B. İstinaf Sebepleri
Davacı -karşı davalı kadın istinaf dilekçesinde özetle; erkeğin davasının kabulü, kusur tespiti, velâyet, reddedilen tazminat ve nafaka talepleri yönünden İlk Derece Mahkemesi Kararının kaldırılarak talepleri doğrultusunda karar verilmesini talep etmiştir.
C. Gerekçe ve Sonuç
Bölge Adliye Mahkemesinin yukarıda tarih ve sayısı belirtilen kararı ile Mahkemece belirlenen kusurlu davranışlara göre eşine fiziksel şiddet uygulayan erkek ağır kusurlu olduğu halde, tarafların eşit kusurlu kabul edilmelerinin doğru olmadığı, buna bağlı olarak da kadının maddî ve manevî tazminat taleplerinin reddinin yerinde olmadığı gerekçesiyle kadının kusur ve reddedilen tazminatlara ilişkin istinaf talebinin kabulü ile kusurun gerekçesinin erkeğin ağır kusurlu olduğu şeklinde düzeltilmesine, kadın lehine 25.000,00 TL maddî tazminat ile 20.000,00 TL manevî tazminat taktirine, kadının diğer istinaf taleplerinin ise esastan reddine karar verilmiştir.
V. TEMYİZ
A. Temyiz Yoluna Başvuranlar
Bölge Adliye Mahkemesinin yukarıda belirtilen kararına karşı süresi içinde davalı -karşı davacı erkek vekili temyiz isteminde bulunmuştur.
B. Temyiz Sebepleri
Davalı- karşı davacı erkek vekili temyiz dilekçesinde özetle; fizik şiddet iddiasının ispatlanmadığını, aldatmanın ağır kusur olduğunu, Bölge Adliye Mahkemesi kararının usul ve kanuna aykırı bulunduğunu ileri sürerek; kusur ve kadın lehine hükmedilen tazminatlar yönünden kararın bozulmasına karar verilmesini talep etmiştir.
C. Gerekçe
1. Uyuşmazlık ve Hukuki Nitelendirme
Uyuşmazlık, boşanmaya yol açan olaylarda erkeğin ağır kusurlu olup olmadığı ve kadın yararına tazminat takdirinin isabetli olup olmadığı noktasında toplanmaktadır.
2. İlgili Hukuk
4721 sayılı Kanun'un 4 üncü maddesi, 6 ncı maddesi, 166 ncı maddesinin birinci ve ikinci fıkrası, uncu, 174 üncü maddesi, 6100 sayılı Kanun'un 369 uncu maddesinin birinci fıkrası ile 370 inci ve 371 inci maddesi.
3. Değerlendirme
1.Bölge Adliye Mahkemelerinin nihai kararlarının bozulması 6100 sayılı Kanun'un 371 inci maddesinde yer alan sebeplerden birinin varlığı hâlinde mümkündür.
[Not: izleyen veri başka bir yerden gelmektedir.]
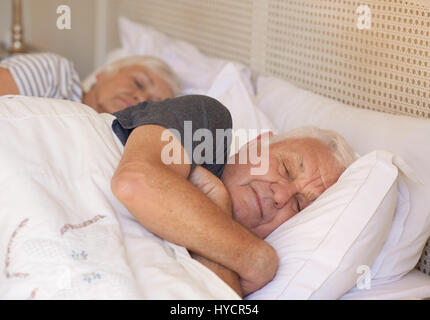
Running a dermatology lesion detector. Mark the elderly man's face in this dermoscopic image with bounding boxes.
[222,138,343,238]
[91,65,173,113]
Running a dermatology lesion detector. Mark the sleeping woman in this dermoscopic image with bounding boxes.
[0,53,180,113]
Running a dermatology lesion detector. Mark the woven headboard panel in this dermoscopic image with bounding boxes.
[114,0,430,118]
[111,0,430,274]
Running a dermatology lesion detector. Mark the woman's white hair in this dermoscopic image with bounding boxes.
[99,55,181,96]
[269,126,357,169]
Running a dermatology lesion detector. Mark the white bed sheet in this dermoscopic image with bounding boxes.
[341,269,430,300]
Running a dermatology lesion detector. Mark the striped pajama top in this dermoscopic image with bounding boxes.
[0,53,83,102]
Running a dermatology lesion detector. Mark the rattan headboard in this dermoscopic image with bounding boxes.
[111,0,430,118]
[110,0,430,274]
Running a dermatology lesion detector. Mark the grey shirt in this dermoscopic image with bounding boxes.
[112,95,232,178]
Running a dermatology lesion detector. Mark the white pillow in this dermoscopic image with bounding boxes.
[248,151,398,299]
[257,77,430,283]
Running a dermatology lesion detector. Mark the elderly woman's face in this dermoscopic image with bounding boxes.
[91,65,173,113]
[222,138,343,238]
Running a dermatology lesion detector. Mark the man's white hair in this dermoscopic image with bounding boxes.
[269,126,357,169]
[100,55,181,96]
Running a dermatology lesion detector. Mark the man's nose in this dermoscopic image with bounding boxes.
[270,182,297,209]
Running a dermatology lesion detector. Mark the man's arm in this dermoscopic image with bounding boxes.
[189,166,243,297]
[0,68,19,96]
[111,125,277,291]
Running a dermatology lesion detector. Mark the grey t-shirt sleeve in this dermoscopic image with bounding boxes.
[112,95,232,178]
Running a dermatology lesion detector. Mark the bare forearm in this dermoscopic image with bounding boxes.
[190,252,243,298]
[113,165,277,288]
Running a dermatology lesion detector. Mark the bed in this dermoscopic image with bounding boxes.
[0,0,430,299]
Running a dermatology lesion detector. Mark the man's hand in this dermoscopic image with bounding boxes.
[188,166,232,218]
[111,125,278,298]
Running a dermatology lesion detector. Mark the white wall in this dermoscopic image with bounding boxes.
[22,0,96,78]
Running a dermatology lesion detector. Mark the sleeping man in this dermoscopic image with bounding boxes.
[0,52,354,296]
[111,96,354,296]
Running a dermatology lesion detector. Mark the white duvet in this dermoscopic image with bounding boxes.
[0,96,239,299]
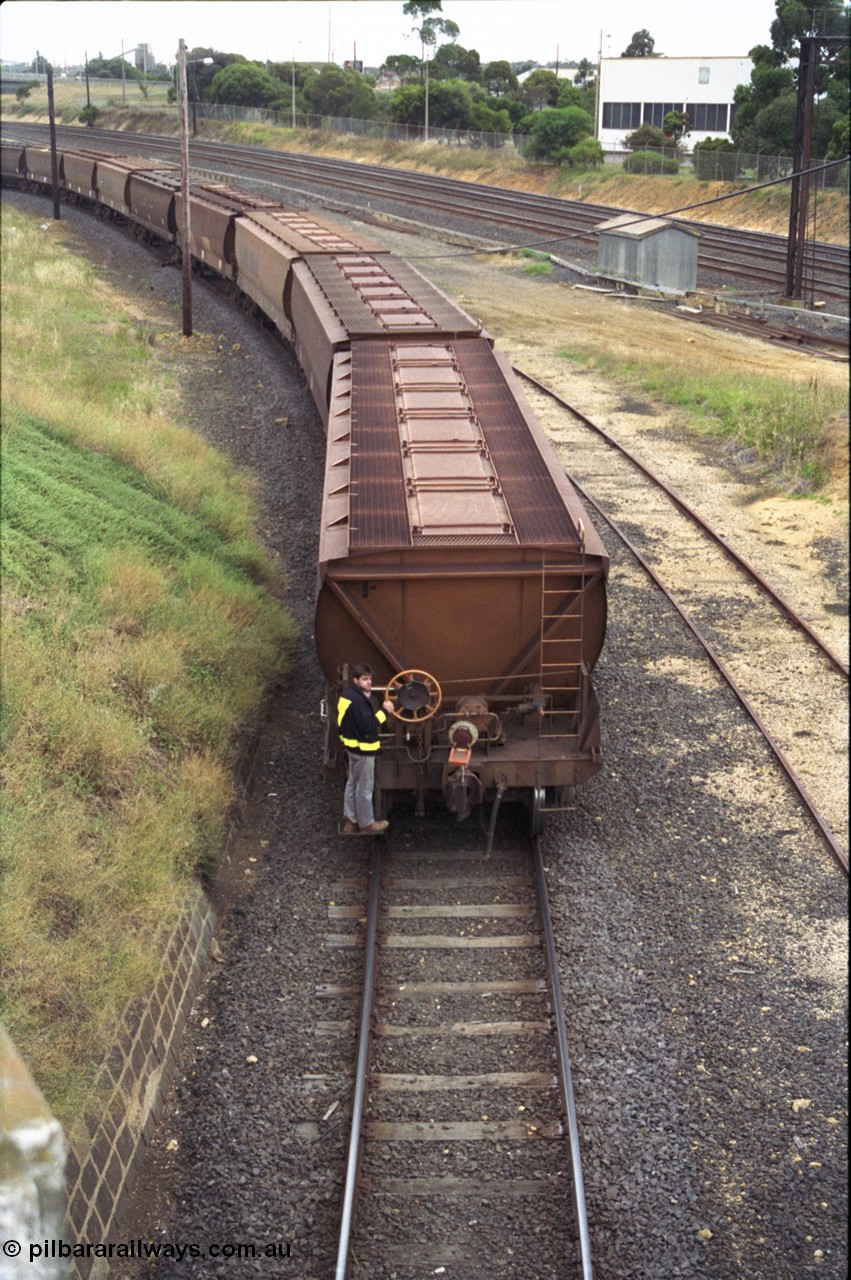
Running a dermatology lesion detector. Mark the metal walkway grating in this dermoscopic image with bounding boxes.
[349,342,411,550]
[453,339,578,545]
2.Temyizen incelenen karar, tarafların karşılıklı iddia ve savunmalarına, dayandıkları belgelere, uyuşmazlığa uygulanması gereken hukuk kuralları ile hukuki ilişkinin nitelendirilmesine, dava şartlarına, yargılama ve ispat kuralları ile kararda belirtilen gerekçelere göre usul ve kanuna uygun olup davalı-karşı davacı erkek vekilinin temyiz dilekçesinde ileri sürülen nedenler kararın bozulmasını gerektirecek nitelikte görülmemiştir.
VI. KARAR
Açıklanan sebeplerle;
Temyiz olunan Bölge Adliye Mahkemesi kararının 6100 sayılı Kanun'un 370 inci maddesinin birinci fıkrası uyarınca ONANMASINA,
Aşağıda yazılı temyiz giderinin temyiz edene yükletilmesine,
Dosyanın İlk Derece Mahkemesine, kararın bir örneğinin Bölge Adliye Mahkemesine gönderilmesine, 25.04.2024 tarihinde oy birliğiyle karar verildi.